Nome cientifico: Salix alba

Sinonímia (NO BRASIL, PELAS DIMENÇÕES TERRITORIAIS DO NOSSO PAIS, É NORMAL A REPETIÇÃO DE NOMES COMUNS DE PLANTAS TOTALMENTE DIFERENTES EM DIFERENTES PARTES DO PAIS): Salgueiro-branco, sauce blanco, wilow bark, salso, vime (genérico).

Composição Química:

Salicilina que no fígado humano, por oxidação, se transforma no ácido salicílico.


Dados para Cultivo

Propagação: sementes, mudas

Espaçamento: planta ornamental: árvore

Época de Plantio: planta ornamental: com irrigação: ano todo

Época Colheita: folhas: período vegetativo; casca: ano todo (melhor inverno seco)


Informações Gerais

Contra Indicações:

Não como os analgésicos alopáticos, mas o chorão deve ser evitado para aplacar febres de crianças (pois podem evoluir a Síndrome de Rye)e por pessoas que sofram de úlceras ou gastrites.


Uso Medicinal

Uso Normal:

Uso interno, entrecasca e folhas, decocto e maceração: nevralgias, febre, gripe, resfriado. Artrose, dor lombar, artrite reumatoide, bursite. Conhecida desde Hipócrates que já a recomendava para diminuir as febres e para alívio das dores do parto (talvez pelo efeito da salicilina que no organismo se transforma em ácido salicílico) como analgésico.

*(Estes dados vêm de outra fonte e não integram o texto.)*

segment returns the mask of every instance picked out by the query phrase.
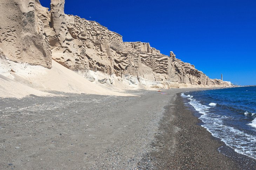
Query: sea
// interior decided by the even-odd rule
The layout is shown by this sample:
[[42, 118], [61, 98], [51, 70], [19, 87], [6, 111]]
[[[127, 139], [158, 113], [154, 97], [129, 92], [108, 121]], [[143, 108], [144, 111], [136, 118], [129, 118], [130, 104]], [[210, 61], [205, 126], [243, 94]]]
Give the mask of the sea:
[[[181, 96], [202, 120], [200, 125], [226, 148], [256, 160], [256, 87], [187, 91]], [[230, 156], [230, 149], [219, 149]]]

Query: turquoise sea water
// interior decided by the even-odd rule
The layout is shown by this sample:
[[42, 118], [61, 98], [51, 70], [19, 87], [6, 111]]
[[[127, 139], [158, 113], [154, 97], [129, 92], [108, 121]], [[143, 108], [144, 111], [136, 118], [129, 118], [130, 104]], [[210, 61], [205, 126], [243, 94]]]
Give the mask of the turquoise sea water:
[[239, 154], [256, 159], [256, 87], [181, 94], [212, 134]]

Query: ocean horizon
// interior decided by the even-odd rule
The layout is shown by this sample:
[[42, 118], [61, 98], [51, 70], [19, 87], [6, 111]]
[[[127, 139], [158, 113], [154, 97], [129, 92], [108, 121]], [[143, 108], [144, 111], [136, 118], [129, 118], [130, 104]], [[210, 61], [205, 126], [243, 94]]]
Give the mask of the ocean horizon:
[[256, 159], [256, 87], [186, 92], [181, 96], [213, 136], [235, 152]]

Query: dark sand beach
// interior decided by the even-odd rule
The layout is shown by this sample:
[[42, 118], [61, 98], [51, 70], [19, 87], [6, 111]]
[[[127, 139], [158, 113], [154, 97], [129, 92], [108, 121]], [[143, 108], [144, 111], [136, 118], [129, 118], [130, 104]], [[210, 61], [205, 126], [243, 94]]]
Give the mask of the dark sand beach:
[[177, 95], [199, 90], [1, 98], [0, 169], [240, 169]]

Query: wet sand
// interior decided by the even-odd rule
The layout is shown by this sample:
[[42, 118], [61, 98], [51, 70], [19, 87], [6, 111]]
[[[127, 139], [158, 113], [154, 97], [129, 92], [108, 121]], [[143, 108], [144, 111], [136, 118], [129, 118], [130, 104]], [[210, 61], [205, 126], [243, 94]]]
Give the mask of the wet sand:
[[0, 98], [0, 169], [236, 169], [181, 114], [176, 94], [199, 90]]
[[[255, 169], [255, 160], [235, 152], [213, 137], [200, 125], [202, 122], [184, 105], [180, 95], [176, 98], [166, 108], [156, 141], [151, 143], [155, 149], [145, 155], [139, 169]], [[220, 147], [227, 148], [234, 156], [233, 159], [220, 153]]]

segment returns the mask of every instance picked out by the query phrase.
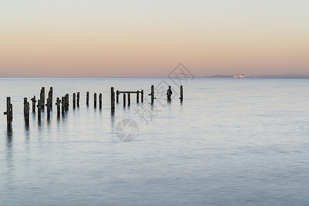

Dose recomendada: 6 a 12 g de casca moída e seca, fazendo um chá em 1 litro de água, e tomando 200 ml do mesmo 5 vezes ao dia. http://www.cq.ufam.edu.br/cd_24_05/historia_aspirina.htm.

Características:

Planta originária da Europa, Norte da África, Grécia, Índia, sendo uma grande “família de plantas”, indo desde as árvores que se dão muito bem a beira dos rios, com seus ramos pendidos até o solo de forma bem característica, denominados “chorões”, até os chamados de ” vime”, tendo forma de caules arredondados e muito utilizados no passado para construção de móveis fortes e de grande duração. Sua história está ligada por Hipócrates às origens da Medicina Moderna.